Ya no había aprecio en su mirada, sino que había decepción, una preocupación inconmensurable.

Skrain temía ver ese rostro y sentirse culpable. Temía ver en ella todos aquellos pecados que no quería recordar.

Temía no ser lo suficientemente bueno, arruinarlo todo de nuevo.

¿Qué importa tener todo el poder del mundo si sólo sirve para hacer daño?

—No lo sé —respondió. Yian parecía consciente de lo difícil que era la situación, porque apretó los labios y farfulló:

—Viejo o nuevo continente. Amigos o enemigos. ¿Qué es lo qué tú instinto dice?

Instinto. Nunca había parecido sabio guiarse por él. Skrain se lo preguntó muy firmemente, trató de que su poder sirviera de algo.

Pero no era Skrain, el Dios que le daba poder, no era el Dios de las probabilidades. Era el Dios de la muerte. Lo primero que le vino a la mente fueron visiones, sensaciones del momento en que las personas que le importaban morirían.

Primero vió a Piperina. La vió luchando, defendiéndose de una especie de monstruo en el medio del mar. Vió a Nathan caído a un lado de ella, inconsciente, tal vez muerto.

Esa fue respuesta suficiente. Tal vez no podía traer a los chicos que se habían ido de vuelta, pero si que podía salvar a los que aun tenían tiempo.

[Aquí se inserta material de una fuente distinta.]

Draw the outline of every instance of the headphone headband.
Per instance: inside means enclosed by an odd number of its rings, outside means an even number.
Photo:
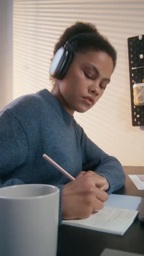
[[[81,34],[88,35],[89,33],[80,33],[73,36],[66,42],[64,46],[61,47],[56,52],[49,70],[49,74],[51,77],[59,80],[64,77],[74,57],[73,51],[68,46],[72,41]]]

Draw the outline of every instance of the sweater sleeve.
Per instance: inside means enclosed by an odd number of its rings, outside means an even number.
[[[28,145],[19,121],[8,110],[0,113],[0,179],[26,160]]]
[[[105,177],[109,183],[109,194],[119,189],[124,184],[125,176],[119,161],[104,152],[88,138],[82,128],[81,138],[83,170],[92,170]]]

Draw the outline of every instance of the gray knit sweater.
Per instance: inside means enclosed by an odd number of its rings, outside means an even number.
[[[70,181],[43,158],[47,154],[75,177],[93,170],[110,184],[109,194],[125,182],[122,166],[89,139],[74,117],[46,89],[21,97],[0,112],[0,179],[4,187],[42,183],[62,190]]]

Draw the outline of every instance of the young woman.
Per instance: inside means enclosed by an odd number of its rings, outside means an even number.
[[[108,194],[121,188],[125,175],[119,162],[104,153],[74,118],[103,94],[110,82],[116,53],[95,26],[77,22],[56,44],[50,69],[53,84],[21,97],[0,115],[1,187],[43,183],[60,189],[62,218],[88,217],[101,209]],[[45,161],[47,154],[75,178],[70,181]]]

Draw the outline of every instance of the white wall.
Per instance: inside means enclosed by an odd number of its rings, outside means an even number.
[[[0,109],[13,99],[13,0],[0,0]]]
[[[144,166],[144,131],[131,124],[127,46],[128,37],[144,34],[144,1],[14,2],[14,98],[50,89],[49,66],[57,39],[76,20],[95,24],[117,50],[117,65],[96,106],[76,113],[75,118],[96,144],[123,165]]]

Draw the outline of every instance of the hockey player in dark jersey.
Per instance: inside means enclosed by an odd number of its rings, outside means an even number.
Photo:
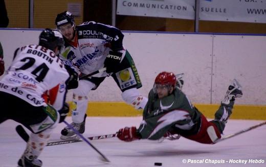
[[[57,15],[55,25],[65,39],[60,58],[81,75],[85,75],[104,67],[106,71],[92,77],[80,79],[73,89],[72,125],[81,133],[85,131],[85,119],[91,90],[96,90],[106,76],[112,76],[122,92],[122,99],[136,109],[143,109],[147,98],[138,89],[142,87],[136,65],[123,46],[124,35],[113,26],[94,22],[76,26],[69,12]],[[65,127],[62,139],[75,138],[74,132]]]
[[[13,62],[0,80],[0,123],[12,119],[32,132],[18,166],[42,165],[37,158],[68,112],[63,107],[70,74],[56,56],[63,44],[58,31],[42,31],[39,45],[16,50]]]
[[[179,83],[179,82],[178,82]],[[118,137],[123,141],[140,139],[157,140],[163,136],[179,134],[200,143],[213,144],[220,138],[226,123],[232,114],[235,98],[241,97],[241,88],[234,79],[225,99],[215,114],[215,119],[208,121],[189,101],[186,95],[176,89],[173,73],[163,72],[155,79],[139,128],[121,129]]]

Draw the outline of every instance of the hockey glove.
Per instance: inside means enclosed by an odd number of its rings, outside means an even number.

—Iremos al Reino Sol —le respondió a Yian—. Buscaremos guía ahí.

—Está... —Yian se detuvo. El hijo del gran abuelo entró en escena, impetuoso, y dijo:

—Ha llegado alguien buscándote. La hija de la Luna.

—Parece que tus amigos nos han alcanzado antes de lo que pensaba —murmuró Yian, en su tono se reflejaba totalmente su sorpresa—. ¿Pero cómo lo ha logrado?

Ambos siguieron a Ulmar todo el camino hasta la frontera de la isla. Los guanays ya no parecían tenerle tanto miedo a Skrain, ya que pasaban de un lado al otro, sin cohibición como hacía unas horas, que les habían dado de comer en una escena bastante incómoda.

—Es una chica testaruda. El abuelo no le ha dado autorización para que pase, pero aun así insistió con muchas ganas en que es urgente.

Skrain frunció el ceño. En ese momento llegaron a la frontera, donde Alannah esperaba con impaciencia.

—A tí es a quien esperaba ver —dijo con resignación y sin muchas ganas al verlo llegar.